Last month, the South Korean government suspended the deployment of the THAAD system in what was widely seen as a nod to China’s concerns.

“l tell you this: A lot of people questioned the need for THAAD, they questioned the requirement for us. But the North Koreans are being far better spokespeople on that than we’re capable of. They’re making the case for us, rather effectively,” Davis told reporters Monday. That day, South Korea’s defense minister reportedly said he wanted to resume THAAD deployment and maybe even expand it to other sites.

The US B-1B bombers’ flight over the Korean peninsula also sent a message to China: The US is not alone in its challenge to North Korea. The US bombers were accompanied by two Japanese F-2 fighter jets as they left Japanese airspace and were joined by four South Korean F-15 fighters over the Korean Peninsula – a formation intended to signal to the Chinese that the three sometimes fractious allies are united when it comes to North Korea’s missile program. Just three months ago, South Korean President Moon Jae-in won office, in part, by saying he favored talks with North Korea, an approach favored by China.

Finally, the US Army fired 13-foot-long surface-to-surface missiles from the Army Tactical Missile System, or ATACMS, into South Korea’s territorial waters. Offensive weapons known for their precision, the barrage was intended to signal US willingness to defend South Korea.

And yet there are no signs China was moved. "No matter how capable China is, China's efforts will not yield practical results because it depends on the two principal parties,” said Liu Jieyi, China’s ambassador to the United Nations, referring to the US and North Korea. "They hold the primary responsibility to keep things moving, to start moving in the right direction, not China."

US officials take solace for now in their belief that North Korea has yet to demonstrate the ability to make a nuclear weapon small enough to fit on the tip of a missile. While acknowledging that the latest test showed that North Korea can now reach nearly the entire US mainland with a missile – not just Alaska, as they thought after the July 4 test – they also believe the North Koreans have yet to show their missiles can reenter the Earth’s atmosphere in a controlled fashion.

But how long before the North Koreans cross those two hurdles?
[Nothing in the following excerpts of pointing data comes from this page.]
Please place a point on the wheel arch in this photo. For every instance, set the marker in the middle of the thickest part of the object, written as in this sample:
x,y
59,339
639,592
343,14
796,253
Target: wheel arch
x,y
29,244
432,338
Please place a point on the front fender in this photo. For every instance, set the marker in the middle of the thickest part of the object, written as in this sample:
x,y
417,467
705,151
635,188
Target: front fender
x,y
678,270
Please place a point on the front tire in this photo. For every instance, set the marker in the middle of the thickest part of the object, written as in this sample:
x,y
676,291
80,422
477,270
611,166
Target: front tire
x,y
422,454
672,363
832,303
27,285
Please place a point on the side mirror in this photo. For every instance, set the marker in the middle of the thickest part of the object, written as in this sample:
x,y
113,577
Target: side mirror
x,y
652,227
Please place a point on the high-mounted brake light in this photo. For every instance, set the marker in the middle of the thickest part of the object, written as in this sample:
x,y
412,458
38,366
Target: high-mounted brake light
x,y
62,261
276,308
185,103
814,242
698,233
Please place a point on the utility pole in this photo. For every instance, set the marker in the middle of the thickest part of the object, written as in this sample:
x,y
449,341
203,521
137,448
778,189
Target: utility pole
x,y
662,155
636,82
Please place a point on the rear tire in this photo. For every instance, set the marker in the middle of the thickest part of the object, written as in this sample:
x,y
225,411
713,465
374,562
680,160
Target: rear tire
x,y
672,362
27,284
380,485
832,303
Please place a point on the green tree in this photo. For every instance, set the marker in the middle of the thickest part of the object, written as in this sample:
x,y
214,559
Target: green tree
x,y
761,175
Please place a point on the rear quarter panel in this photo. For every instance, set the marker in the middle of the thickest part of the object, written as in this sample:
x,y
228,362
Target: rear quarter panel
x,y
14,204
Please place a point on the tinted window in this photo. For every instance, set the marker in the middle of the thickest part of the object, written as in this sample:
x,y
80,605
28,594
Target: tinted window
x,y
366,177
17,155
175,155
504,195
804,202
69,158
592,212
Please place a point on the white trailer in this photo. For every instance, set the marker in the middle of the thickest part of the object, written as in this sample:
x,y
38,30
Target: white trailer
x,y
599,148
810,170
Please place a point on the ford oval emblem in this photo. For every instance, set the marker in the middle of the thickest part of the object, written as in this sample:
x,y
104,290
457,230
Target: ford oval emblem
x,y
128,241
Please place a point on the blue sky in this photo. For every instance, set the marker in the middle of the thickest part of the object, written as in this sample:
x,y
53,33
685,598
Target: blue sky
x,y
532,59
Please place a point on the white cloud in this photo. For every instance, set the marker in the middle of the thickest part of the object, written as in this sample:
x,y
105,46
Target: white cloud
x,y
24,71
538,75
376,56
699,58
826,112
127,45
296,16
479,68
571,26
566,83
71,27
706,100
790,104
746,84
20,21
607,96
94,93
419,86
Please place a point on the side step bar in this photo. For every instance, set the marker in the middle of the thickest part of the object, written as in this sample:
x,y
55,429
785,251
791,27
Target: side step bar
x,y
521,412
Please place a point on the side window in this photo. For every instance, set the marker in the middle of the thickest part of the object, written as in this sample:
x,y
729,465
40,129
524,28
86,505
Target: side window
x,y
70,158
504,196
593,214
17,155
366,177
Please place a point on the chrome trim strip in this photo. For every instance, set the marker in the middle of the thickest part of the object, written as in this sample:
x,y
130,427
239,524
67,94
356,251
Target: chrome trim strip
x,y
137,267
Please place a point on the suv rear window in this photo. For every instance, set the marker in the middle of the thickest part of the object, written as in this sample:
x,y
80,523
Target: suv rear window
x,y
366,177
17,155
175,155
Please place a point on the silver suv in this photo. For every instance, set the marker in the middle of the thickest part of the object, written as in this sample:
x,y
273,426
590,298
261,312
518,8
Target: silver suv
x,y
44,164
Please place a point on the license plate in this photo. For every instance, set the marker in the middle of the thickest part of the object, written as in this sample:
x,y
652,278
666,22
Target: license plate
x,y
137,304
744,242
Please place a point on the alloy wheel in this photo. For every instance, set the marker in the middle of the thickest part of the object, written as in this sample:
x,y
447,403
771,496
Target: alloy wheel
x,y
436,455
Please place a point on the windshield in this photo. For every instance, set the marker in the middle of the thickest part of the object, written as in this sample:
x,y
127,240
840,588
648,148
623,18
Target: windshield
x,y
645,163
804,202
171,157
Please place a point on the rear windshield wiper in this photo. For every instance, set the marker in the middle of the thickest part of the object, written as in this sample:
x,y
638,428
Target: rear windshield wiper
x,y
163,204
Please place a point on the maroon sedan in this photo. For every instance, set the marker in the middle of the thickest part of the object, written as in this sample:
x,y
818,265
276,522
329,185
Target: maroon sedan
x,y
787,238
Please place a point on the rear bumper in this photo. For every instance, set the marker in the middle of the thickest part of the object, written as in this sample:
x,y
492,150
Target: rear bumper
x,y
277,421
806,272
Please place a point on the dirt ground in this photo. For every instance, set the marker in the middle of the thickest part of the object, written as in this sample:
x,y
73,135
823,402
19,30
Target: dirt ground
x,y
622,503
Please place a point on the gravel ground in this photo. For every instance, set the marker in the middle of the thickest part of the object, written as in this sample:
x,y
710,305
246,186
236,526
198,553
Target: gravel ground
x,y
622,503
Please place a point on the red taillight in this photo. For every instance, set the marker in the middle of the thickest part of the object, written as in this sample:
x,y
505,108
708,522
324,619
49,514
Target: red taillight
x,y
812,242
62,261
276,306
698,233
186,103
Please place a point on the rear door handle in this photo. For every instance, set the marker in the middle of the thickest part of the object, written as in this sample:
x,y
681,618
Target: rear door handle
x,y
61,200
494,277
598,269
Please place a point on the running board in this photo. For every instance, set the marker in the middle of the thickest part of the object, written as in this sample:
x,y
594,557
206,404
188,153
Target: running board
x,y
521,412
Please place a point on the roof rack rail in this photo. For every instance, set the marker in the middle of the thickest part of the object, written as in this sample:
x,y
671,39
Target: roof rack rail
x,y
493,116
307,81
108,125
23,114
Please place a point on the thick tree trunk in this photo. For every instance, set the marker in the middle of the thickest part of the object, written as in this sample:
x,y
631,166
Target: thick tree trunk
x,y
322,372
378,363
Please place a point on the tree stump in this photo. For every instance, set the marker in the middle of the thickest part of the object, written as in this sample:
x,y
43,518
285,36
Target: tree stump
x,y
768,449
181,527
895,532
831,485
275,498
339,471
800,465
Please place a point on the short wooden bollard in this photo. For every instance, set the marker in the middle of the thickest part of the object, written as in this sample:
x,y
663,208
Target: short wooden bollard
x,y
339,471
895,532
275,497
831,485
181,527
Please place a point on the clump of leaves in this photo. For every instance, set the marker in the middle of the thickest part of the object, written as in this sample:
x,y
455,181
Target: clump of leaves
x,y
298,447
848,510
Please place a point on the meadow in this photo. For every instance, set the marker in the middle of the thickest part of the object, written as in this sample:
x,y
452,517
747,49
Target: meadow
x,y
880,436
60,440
In the meantime, the US strategy remains to depend on a China with little apparent interest in solving the problem.

Nikki Haley, the US ambassador to the United Nations, made that dilemma clear in her tough talk on why she wouldn’t call for an emergency meeting of the UN Security Council after the July 28 test, something she’d done after a similar but less alarming test on July 4.

"An additional Security Council resolution that does not significantly increase the international pressure on North Korea is of no value," she said. "In fact, it is worse than nothing, because it sends the message to the North Korean dictator that the international community is unwilling to seriously challenge him. China must decide whether it is finally willing to take this vital step."

What happens if China never is willing to take that step? Melissa Hanham, senior research associate for the East Asia Nonproliferation Program at the James Martin Center for Nonproliferation Studies, told BuzzFeed News the Trump administration must consider opening direct talks with North Korea.

“The longer we wait, the worse option both a war will be and a negotiation will be,” she said.

That may be the motivation behind Secretary of State Rex Tillerson's statement Tuesday that the US is willing to talk with North Korea, though he conditioned such talks on North Korea giving up its nuclear weapons program.

"We are not your enemy, we are not your threat, but you are presenting an unacceptable threat to us and we have to respond," Tillerson said, addressing North Korea directly. "We would like to sit and have a dialogue about the future."